There were 25,000 partygoers on a rain-drenched Parliament Hill – and thousands of others stuck in endless security line-ups – as Prime Minister Justin Trudeau, Prince Charles and Bono sang Canada's praises.
All hailed the country's grand achievements as it turned 150 years old on July 1, even though a series of references to shaky relations with Indigenous peoples served as a constant reminder of the challenges ahead.
The rains stopped for most of the day-time ceremony at the feet of the Peace Tower, but the soggy grounds featured unusually large puddles close to the Centennial Flame. One of two screening areas for visitors was flooded at one point, slowing down a process already marred by long lineups. Families that arrived around 9 a.m., for example, only cleared security at 2 p.m., after the entire noon-hour ceremony was finished.
"This is really disheartening, seeing everyone walking home," said Mark Ford of Ottawa after the day-time show had finished. "Welcome to our great city where we don't really care about crowd control."
Mr. Trudeau and his wife, Sophie Grégoire Trudeau, were front and centre throughout the day. The Prime Minister introduced Canada's two newest astronauts during the day-time show and the couple will host the evening's musical ceremonies.
"We share a common pride in that red and white flag," Mr. Trudeau said in his main speech of the day. "But when we look back at our history, we notice that our past is far from perfect. If many of us are celebrating Canada's 150th anniversary, it's not the case for everybody. For centuries, Aboriginal people were victims of oppression, ever since the first explorers congratulated themselves for discovering a New World."
The Prime Minister said the issue is not the degree to which today's Canadians are responsible for the situation, but what they actually do about it.
"We can achieve reconciliation, but in order to get there, we must educate ourselves and dedicate our efforts to progress and work very, very hard to see it through over coming years and decades," he said to applause. "It is a choice we make not because of what we did or what we were, but because of who we are."
Mr. Trudeau wished happy birthday to people in all provinces and territories, but initially forgot to mention Alberta as he went through the list. He apologized on his second appearance on stage, offering his love to the province that is not known for electing many Liberals.
Before singing one of U2's best-known songs, the 1991 hit One, Bono made it clear that he made the speedy visit to Ottawa to celebrate Canada's positive influence on the world stage. He jokingly took responsibility for the rain as an Irishman, and then dedicated his song to everyone from Indigenous peoples to Syrian immigrants.
"When others build walls, you open doors; when others divide, your arms are open wide; where you lead, others follow. That's the real reason The Edge and myself are here today," he said, before repeating his message in shaky French.
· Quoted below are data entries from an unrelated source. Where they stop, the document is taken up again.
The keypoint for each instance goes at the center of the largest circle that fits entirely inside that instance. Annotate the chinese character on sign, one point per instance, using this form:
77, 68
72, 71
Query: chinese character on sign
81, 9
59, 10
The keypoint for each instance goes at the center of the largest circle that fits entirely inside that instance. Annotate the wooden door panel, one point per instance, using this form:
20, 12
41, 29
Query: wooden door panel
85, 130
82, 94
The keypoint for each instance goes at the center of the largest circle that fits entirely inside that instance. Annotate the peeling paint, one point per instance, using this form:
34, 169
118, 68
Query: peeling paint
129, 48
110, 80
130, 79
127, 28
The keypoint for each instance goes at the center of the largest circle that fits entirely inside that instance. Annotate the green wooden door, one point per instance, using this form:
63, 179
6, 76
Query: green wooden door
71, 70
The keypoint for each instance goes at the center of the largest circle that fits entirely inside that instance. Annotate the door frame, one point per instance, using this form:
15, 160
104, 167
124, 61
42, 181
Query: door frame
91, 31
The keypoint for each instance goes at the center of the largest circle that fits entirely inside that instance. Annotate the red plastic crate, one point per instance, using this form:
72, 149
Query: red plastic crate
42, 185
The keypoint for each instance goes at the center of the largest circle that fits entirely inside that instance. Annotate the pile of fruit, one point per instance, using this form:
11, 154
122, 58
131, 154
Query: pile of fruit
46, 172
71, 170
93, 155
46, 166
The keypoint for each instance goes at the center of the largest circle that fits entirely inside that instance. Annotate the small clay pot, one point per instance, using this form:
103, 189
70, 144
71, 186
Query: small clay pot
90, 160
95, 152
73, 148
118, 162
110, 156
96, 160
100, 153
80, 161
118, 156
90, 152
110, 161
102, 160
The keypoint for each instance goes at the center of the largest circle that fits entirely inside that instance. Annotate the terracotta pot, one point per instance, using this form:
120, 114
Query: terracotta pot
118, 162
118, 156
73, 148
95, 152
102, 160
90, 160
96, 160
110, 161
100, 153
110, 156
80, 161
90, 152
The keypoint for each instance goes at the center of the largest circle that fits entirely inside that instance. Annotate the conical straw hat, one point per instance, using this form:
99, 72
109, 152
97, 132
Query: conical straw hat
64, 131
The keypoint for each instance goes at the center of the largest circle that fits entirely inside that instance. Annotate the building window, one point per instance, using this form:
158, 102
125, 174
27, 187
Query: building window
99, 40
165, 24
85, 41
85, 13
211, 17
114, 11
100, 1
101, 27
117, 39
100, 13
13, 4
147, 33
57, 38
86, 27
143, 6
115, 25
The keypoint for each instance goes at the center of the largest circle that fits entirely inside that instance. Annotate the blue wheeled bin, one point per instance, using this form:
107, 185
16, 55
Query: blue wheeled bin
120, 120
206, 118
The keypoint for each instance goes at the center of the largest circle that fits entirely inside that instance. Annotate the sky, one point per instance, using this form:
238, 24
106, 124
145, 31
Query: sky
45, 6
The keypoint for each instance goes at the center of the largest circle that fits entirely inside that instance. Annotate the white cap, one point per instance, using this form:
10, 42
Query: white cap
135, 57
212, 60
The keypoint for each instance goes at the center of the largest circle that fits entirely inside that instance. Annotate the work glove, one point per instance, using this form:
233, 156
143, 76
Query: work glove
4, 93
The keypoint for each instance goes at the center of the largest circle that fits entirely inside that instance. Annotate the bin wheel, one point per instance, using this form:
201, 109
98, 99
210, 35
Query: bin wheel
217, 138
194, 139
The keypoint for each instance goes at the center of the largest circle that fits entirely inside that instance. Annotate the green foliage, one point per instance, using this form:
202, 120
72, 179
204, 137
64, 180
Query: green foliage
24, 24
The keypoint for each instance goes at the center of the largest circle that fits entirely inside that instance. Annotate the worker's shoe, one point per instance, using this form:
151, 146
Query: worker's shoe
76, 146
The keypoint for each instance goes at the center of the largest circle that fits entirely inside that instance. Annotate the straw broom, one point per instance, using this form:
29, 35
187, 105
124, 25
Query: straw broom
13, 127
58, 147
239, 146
Crowds started arriving early on Parliament Hill on Saturday for the full day of festivities. The Villeneuves were on the front row after leaving their home in nearby Carleton Place in the middle of the night.
"We're here until the fireworks," said Suzanne Villeneuve, who packed a day's worth of supplies.
Others were not as lucky. Police had warned would-be visitors to arrive two or three hours early, but that wasn't enough for many visitors who got stuck in significantly longer lineups and missed key events.
A planned Snowbird fly-by was cancelled because of low cloud cover for the day-time show and rescheduled for later in the afternoon. There was steady rainfall throughout the morning, leaving everyone who wasn't wearing a raincoat and boots soaking wet. "Ankle deep," said Steve Robertson of Orangeville, On., as he crossed a large puddle.
There were visitors from all over Canada and around the world, with the day's events capping off months of planning. "This is exciting," said Yuna Byrne who comes from northern Manitoba and was visiting her sister in Ottawa. "There are so many different people here, all celebrating together."
Volunteers gave hundreds of small Canadian flags to everyone arriving on the Hill.
"It's a wet one, but we're really enjoying it. This is Canada," said a volunteer who was standing in the rain with her two daughters.
Prince Charles and Governor-General David Johnston arrived on the Hill in a horse-drawn carriage after inspecting a ceremonial guard at the nearby Peacekeeping Monument.
"We should be clear and proud that we are celebrating a country that others look to for example. An example of fairness and inclusion, of always striving to be better," Prince Charles said in his speech. "Around the world, Canada is recognized as a champion of human rights, a peacekeeper, a responsible steward of the environment and natural resources and as a powerful and consistent example of diversity and the power of inclusion."
Prince Charles spoke about the need for "reconciliation" with First Nations, with the Governor-General praising Canada's "spirit of inclusiveness and of the desire to do things better."